In the mid to late 50s, after I had left Henryetta and was living in Tulsa, Bob was using a pickup truck to drag some equipment to the mine by going up a narrow road that led from the highway, crossed the Frisco and then led to the mine entrance. He was using a long chain from the truck to drag the equipment. When he had crossed the tracks but the equipment hadn’t, a train came through, hit the chain, and whipped Bob's truck into the side of the engine. Bob was killed. I was devastated when I learned of it, as were my parents and my sisters, and everyone who knew Bob.
When my father died in Henryetta at 95 in 1994, Bob's long-retired son, Doc, the Blackstone welder in both Henryetta and Kansas who was living near Lake Eufaula by then, was an honorary pallbearer.

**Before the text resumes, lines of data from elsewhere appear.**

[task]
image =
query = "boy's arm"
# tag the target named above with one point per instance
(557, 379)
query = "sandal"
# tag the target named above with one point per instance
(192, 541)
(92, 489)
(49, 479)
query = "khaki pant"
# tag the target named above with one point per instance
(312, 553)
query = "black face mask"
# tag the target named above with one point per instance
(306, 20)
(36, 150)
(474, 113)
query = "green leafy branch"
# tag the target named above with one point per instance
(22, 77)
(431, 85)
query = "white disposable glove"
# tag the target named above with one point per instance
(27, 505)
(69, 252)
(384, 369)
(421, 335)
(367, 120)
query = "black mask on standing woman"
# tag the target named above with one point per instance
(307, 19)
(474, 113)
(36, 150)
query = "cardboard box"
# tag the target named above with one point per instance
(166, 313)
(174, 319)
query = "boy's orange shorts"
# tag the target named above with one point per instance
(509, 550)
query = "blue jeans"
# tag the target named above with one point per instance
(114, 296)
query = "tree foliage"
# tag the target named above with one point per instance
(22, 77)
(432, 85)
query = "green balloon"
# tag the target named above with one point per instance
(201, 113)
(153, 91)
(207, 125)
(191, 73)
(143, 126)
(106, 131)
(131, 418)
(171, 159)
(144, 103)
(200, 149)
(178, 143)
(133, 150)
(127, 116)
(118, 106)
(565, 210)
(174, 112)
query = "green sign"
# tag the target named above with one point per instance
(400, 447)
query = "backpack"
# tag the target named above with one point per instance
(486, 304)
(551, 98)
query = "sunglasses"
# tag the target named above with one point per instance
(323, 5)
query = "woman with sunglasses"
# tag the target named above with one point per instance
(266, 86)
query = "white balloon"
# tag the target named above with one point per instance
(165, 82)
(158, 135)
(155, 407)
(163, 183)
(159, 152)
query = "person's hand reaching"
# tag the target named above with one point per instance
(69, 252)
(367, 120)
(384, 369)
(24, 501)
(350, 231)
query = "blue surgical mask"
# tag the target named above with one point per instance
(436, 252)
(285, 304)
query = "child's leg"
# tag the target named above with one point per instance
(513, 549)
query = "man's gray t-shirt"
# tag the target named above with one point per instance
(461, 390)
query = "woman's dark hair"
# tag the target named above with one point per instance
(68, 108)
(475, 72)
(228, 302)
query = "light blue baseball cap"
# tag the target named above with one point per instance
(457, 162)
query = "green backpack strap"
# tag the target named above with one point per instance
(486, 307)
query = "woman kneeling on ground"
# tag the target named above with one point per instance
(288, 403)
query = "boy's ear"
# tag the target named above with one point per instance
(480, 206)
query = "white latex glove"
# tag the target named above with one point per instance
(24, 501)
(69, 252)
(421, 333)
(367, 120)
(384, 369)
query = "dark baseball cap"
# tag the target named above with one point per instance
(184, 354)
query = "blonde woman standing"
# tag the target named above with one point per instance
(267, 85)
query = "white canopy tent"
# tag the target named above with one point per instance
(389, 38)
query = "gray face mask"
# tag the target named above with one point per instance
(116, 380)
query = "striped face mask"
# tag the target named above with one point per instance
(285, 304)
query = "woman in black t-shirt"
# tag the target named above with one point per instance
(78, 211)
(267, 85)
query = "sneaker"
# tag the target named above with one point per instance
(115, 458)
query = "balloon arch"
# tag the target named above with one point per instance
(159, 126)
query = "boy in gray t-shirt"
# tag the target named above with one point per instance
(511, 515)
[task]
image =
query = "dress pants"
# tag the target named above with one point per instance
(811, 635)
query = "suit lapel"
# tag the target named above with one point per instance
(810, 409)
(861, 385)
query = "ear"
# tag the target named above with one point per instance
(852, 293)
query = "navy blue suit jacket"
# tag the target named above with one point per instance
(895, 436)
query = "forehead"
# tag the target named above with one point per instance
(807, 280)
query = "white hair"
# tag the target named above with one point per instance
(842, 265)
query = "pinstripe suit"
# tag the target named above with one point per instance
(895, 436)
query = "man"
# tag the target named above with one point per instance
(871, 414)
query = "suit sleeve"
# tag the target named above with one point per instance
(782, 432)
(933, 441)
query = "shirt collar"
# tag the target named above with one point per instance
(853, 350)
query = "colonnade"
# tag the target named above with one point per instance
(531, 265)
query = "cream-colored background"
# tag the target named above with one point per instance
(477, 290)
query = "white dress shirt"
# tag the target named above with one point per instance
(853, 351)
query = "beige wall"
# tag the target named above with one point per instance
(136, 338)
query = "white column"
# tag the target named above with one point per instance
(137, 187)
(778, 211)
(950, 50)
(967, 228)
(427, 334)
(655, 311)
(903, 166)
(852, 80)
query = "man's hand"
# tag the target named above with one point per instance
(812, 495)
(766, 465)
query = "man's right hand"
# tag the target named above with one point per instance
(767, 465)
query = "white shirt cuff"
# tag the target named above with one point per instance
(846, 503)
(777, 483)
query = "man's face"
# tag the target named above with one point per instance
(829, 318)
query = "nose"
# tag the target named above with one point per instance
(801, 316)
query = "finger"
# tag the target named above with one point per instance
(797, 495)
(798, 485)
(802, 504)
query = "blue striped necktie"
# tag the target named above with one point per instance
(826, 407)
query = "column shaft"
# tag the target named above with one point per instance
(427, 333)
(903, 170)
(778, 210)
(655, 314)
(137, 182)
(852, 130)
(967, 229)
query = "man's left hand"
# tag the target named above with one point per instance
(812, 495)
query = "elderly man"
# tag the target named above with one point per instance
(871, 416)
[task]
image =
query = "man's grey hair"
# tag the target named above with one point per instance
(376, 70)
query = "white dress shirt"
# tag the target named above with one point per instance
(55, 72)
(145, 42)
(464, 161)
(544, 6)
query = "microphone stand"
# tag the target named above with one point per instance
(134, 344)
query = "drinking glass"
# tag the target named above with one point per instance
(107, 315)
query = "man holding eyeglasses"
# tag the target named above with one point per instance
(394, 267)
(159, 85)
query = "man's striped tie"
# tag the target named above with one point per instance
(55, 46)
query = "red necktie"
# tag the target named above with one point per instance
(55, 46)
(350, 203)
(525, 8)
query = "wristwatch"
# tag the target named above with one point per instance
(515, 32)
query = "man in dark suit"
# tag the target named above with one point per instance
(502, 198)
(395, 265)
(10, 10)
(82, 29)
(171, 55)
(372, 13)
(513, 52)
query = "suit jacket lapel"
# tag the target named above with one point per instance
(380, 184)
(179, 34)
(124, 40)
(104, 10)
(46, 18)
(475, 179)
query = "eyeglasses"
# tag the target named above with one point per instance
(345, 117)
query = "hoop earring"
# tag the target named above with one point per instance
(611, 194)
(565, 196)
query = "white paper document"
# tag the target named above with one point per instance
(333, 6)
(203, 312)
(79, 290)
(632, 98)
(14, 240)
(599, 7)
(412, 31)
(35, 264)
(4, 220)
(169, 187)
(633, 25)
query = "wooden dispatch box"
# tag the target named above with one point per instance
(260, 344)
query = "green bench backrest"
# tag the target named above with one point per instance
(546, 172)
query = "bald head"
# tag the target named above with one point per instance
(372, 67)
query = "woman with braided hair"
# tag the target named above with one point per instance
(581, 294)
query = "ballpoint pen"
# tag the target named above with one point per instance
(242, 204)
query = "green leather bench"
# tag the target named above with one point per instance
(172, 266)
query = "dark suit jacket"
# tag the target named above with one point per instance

ssigenthalerAnd now for a related item. Long-time Henryetta resident, Geraldine (Geri) Siegenthaler, who lived to be about 90 years old by the time she died, I think in 2013, was Bob Lewis’s daughter. When I was in grade school in Henryetta, the Sigenthaler family owned a Henryetta based bottling company that made a soda called Double Cola. Every time we got our grade cards, we could have a bottle of Double Cola if we had an “A” on any subject ( I think just one bottle for the whole card, but maybe one for each “A”). I recall that to get the Double Cola, we had to go to Lahey’s (which later became Lavendusky’s) grocery, at the northeast corner of Fourth and Gentry, but there could have been other locations, too. Naturally, they put a mark on the card to show we had received our bottle so we couldn’t keep going back.
Being several years older than me, Geraldine didn't know me as a little kid in either Kansas or Henryetta, but that doesn't matter. Geri Siegenthaler was Bob Lewis's daughter, and is remembered by those who knew her with as many fond memories as I have for her father.